Dans la réalité c'est pareil. Les Romains, je l'ai déjà dit dans d'autres articles, acceptaient parfaitement les divinités des autres peuples dans lesquelles ils voyaient des versions alternatives de leurs propres dieux (le culte oriental de Mithra a même sacrément gagné en influence dans l'empire au IIIème siècle de notre ère), alors que les chrétiens, qui n'ont eu de cesse d'éliminer les polythéismes, ont présenté ceux-ci comme le Mal, et surtout ont souvent considéré, parce que leur religion est manichéenne, que les autres le sont aussi.

Et cette méprise des contemporains, elle se voit genre TOUT LE TEMPS. Dès qu'il s'agit de réaliser ou d'écrire une œuvre sur la mythologie grecque, les méchants sont tout trouvés : les monstres (minotaures et cyclopes en tête, parce que les centaures c'est gentil, HEIN NARNIA, PERSONNE A PARLÉ DE LA CENTAUROMACHIE A CLIVE STAPLE LEWIS, PAS VRAI ?!?) et les Titans, qui sont les grands ennemis des nobles et preux Olympiens. Parlons-en, de la noblesse des Olympiens, je rappelle que dans la Théogonie, l'âge d'or d'innocence et de liberté des humains récemment créés correspond au règne de Cronos, donc des Titans, avant que Zeus n'envoie celui-ci dans le Tartare et n'entame, avec sa génération, l'Âge d'Argent durant lequel les mortels en prennent plein la tête de la part des divinités.

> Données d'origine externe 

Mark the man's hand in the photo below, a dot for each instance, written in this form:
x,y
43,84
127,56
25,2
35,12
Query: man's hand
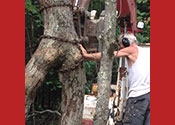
x,y
84,52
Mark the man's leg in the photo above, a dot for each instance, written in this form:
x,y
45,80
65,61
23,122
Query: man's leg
x,y
147,116
135,111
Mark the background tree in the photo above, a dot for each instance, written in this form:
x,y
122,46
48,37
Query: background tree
x,y
48,95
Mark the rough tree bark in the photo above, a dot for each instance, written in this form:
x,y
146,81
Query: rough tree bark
x,y
58,22
104,75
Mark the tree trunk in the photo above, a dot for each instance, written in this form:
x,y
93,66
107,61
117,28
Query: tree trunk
x,y
58,22
104,75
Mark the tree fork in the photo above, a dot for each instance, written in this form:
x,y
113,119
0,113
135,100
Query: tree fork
x,y
58,22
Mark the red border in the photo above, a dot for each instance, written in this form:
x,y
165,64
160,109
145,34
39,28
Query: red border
x,y
162,62
12,64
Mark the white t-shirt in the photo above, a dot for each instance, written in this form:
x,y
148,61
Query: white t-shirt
x,y
139,73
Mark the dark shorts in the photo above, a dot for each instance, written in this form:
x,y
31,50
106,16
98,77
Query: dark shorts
x,y
137,110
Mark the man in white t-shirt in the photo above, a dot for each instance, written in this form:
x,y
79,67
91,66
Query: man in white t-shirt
x,y
138,104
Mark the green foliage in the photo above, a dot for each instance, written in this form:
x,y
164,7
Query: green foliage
x,y
143,14
33,27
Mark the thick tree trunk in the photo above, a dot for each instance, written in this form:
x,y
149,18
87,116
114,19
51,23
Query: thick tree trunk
x,y
104,75
58,22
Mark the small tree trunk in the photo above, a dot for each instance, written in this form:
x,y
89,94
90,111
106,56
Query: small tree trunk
x,y
104,75
58,22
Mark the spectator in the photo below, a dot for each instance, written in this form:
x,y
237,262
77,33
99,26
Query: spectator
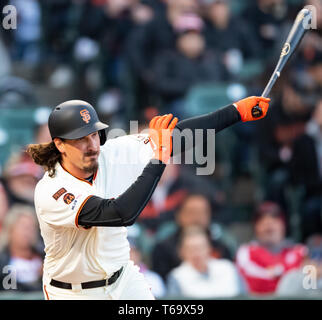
x,y
155,281
195,210
200,275
229,34
174,185
4,204
190,63
18,243
150,39
306,171
305,282
265,260
21,175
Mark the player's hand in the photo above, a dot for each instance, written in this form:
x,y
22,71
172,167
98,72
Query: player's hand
x,y
160,133
245,106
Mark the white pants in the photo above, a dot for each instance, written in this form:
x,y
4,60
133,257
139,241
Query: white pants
x,y
131,285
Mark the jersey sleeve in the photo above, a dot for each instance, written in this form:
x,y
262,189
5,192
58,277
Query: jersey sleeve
x,y
60,205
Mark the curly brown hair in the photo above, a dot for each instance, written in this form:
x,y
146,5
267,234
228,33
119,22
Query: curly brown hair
x,y
45,155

Lucas Cranach l'Ancien, L'âge d'Or, 1530.
Note que l'âge d'or, pour beaucoup (à cause de l'influence chrétienne) c'est être enfermés dans le Jardin d'Eden pour y vivre dans la quiétude. L'âge d'or c'est être enfermés. Voilà.

Parfois, quand on veut se simplifier la tâche pour faire de la merde, on se casse pas la tête pour les méchants : certains Olympiens eux-mêmes font très bien le job.
Poséidon et Hadès, les deux frères jaloux qui veulent le pouvoir absolu accaparé par Zeus, la pauvre victime de leurs complots, sont souvent les adversaires de choix, tel qu'on le voit par exemple dans Le choc des titans de Louis Leterrier, ou encore Percy Jackson et le voleur de foudre, qui a, je pense, la pire représentation possible d'un Hadès – ou de la mythologie grecque en général – égalé en ceci par sa suite, Percy Jackson et la mer des monstres.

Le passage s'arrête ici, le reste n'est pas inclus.